Abro la puerta un poco más y me arrastro fuera. Veo a mi mujer tendida en el pasillo, allí donde, no sé cuanto tiempo hace, se había agachado para socorrerme. Yace con la cabeza en mitad de un charco oscuro que solo puede ser sangre. Recuerdo haberla empujado para apartarla de mí. ¿Puedo ser yo la causa? A mi mente vienen imágenes que no pueden ser ciertas.
Me veo con su cabeza entre las manos mientras le golpeo el cráneo contra el suelo, una y otra vez.
Arrastrándome hacia ella, con los latidos explotándome en las sienes, veo cómo mis recuerdos, falsos o ciertos, cambian de nuevo.
Me veo intentando protegerme de los golpes que Montse me lanza enloquecida, con las manos frente a mi cara hasta que, empujándola, consigo escapar al lavabo.
Sigo reptando hasta conseguir tocarle un tobillo. Su piel está fría y seca.
Me veo agarrándola por los hombros intentando que deje de golpearse la nuca contra el marco de la puerta hasta que cae.
Intentando ponerme a cuatro patas, pongo la mano sobre el charco de sangre. Resbalo y me golpeo la barbilla contra el suelo. Vuelve la bruma negra y la inconsciencia.
Despierto cuando oigo la puerta de la calle abrirse. Debe ser la nena que vuelve de estudiar con su amiga. Desorientado, me doy cuenta de que Montse y yo estamos acostados en el pasillo. La cabeza me estalla de dolor y las náuseas me impiden concentrarme. Sacudo a mi mujer para que se despierte, pero no se mueve. Entonces, las imágenes vuelven, y soy incapaz de dilucidar qué es real y qué es mi mente intentando confundirme. Cuando Montse aparece por la esquina, suelta un grito y salta hacia mí.
—Pensaba que estabas muerta.
—¿Qué te ha pasado? ¿Qué es toda esta sangre?
—No toda es mía. Una parte es tuya —le digo, mientras señalo hacia donde debería estar su cadáver.
—Voy a llamar a una ambulancia, no te muevas.
Mientras la veo sacar el teléfono del bolso miro el suelo a mi lado. Estoy solo en el pasillo.
¿Estoy solo?
¿Lo estoy?
Entonces… ¿de quién son las carcajadas que se oyen?
Joan López Rovira
Joan López Rovira (1972, Barcelona, Catalunya).
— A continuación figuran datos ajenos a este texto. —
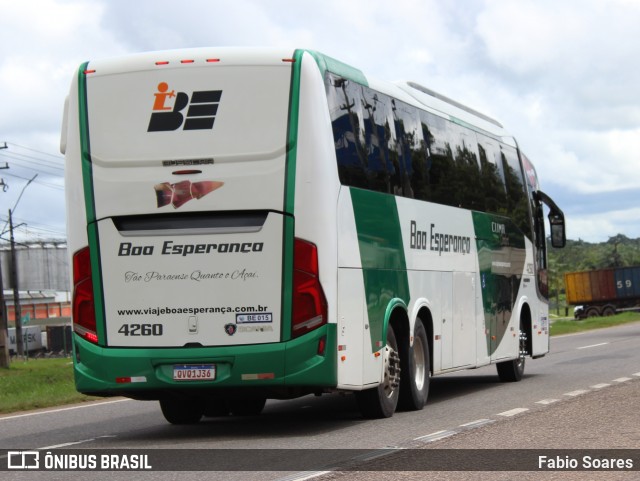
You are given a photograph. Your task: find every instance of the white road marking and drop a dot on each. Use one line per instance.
(576, 393)
(478, 422)
(437, 436)
(302, 476)
(73, 443)
(593, 345)
(513, 412)
(50, 411)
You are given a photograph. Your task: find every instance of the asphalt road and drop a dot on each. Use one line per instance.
(583, 395)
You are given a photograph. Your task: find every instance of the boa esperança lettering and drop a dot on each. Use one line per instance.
(171, 248)
(437, 241)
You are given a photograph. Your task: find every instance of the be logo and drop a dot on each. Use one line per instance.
(203, 107)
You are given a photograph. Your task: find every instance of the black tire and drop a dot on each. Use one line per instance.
(608, 311)
(247, 407)
(181, 411)
(216, 408)
(592, 312)
(512, 371)
(381, 401)
(415, 362)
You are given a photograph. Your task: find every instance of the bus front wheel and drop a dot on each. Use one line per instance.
(381, 401)
(512, 371)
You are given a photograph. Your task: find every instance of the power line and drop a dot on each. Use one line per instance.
(37, 151)
(33, 160)
(39, 182)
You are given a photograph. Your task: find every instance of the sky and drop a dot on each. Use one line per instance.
(562, 76)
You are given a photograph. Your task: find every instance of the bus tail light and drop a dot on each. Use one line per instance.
(309, 302)
(84, 316)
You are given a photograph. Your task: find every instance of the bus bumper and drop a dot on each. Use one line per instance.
(277, 370)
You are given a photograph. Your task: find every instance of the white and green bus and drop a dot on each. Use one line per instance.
(252, 224)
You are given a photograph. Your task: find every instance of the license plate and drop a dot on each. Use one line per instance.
(194, 372)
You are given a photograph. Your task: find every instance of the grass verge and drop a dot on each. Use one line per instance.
(571, 326)
(38, 383)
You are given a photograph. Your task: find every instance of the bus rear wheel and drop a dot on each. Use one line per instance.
(247, 407)
(381, 401)
(414, 388)
(180, 411)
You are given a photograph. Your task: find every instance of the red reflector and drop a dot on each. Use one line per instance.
(91, 337)
(322, 345)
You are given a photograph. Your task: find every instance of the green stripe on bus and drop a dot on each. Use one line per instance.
(332, 65)
(384, 268)
(288, 226)
(90, 206)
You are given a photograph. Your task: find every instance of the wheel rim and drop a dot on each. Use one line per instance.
(523, 349)
(420, 363)
(391, 370)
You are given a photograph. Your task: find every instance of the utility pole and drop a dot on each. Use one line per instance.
(4, 328)
(16, 292)
(4, 332)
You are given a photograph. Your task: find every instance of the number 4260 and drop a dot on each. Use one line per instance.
(141, 330)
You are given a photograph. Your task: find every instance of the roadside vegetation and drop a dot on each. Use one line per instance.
(38, 383)
(571, 326)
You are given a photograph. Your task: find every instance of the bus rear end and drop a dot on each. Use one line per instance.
(189, 284)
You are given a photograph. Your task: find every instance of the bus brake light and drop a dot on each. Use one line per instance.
(309, 302)
(84, 316)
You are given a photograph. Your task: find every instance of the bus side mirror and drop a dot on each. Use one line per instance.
(558, 233)
(556, 219)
Cuando el síndrome del impostor se lo permite, se describe como escritor. Autopublica novelas, juegos de cartas y relatos sin ningún respeto por las etiquetas y los géneros. Ha publicado relatos en un par de publicaciones online, actualmente en «Le Tapiriste». Desde hace unos meses encuaderna él mismo los ejemplares que vende de sus libros y se dedica a mimar mucho a los 51 patrones de su página de mecenazgo. Es miembro del jurado y prologuista desde la primera edición del concurso de relatos eróticos no convencionales «Fuera de Norma» que publica la editorial Raig Verd.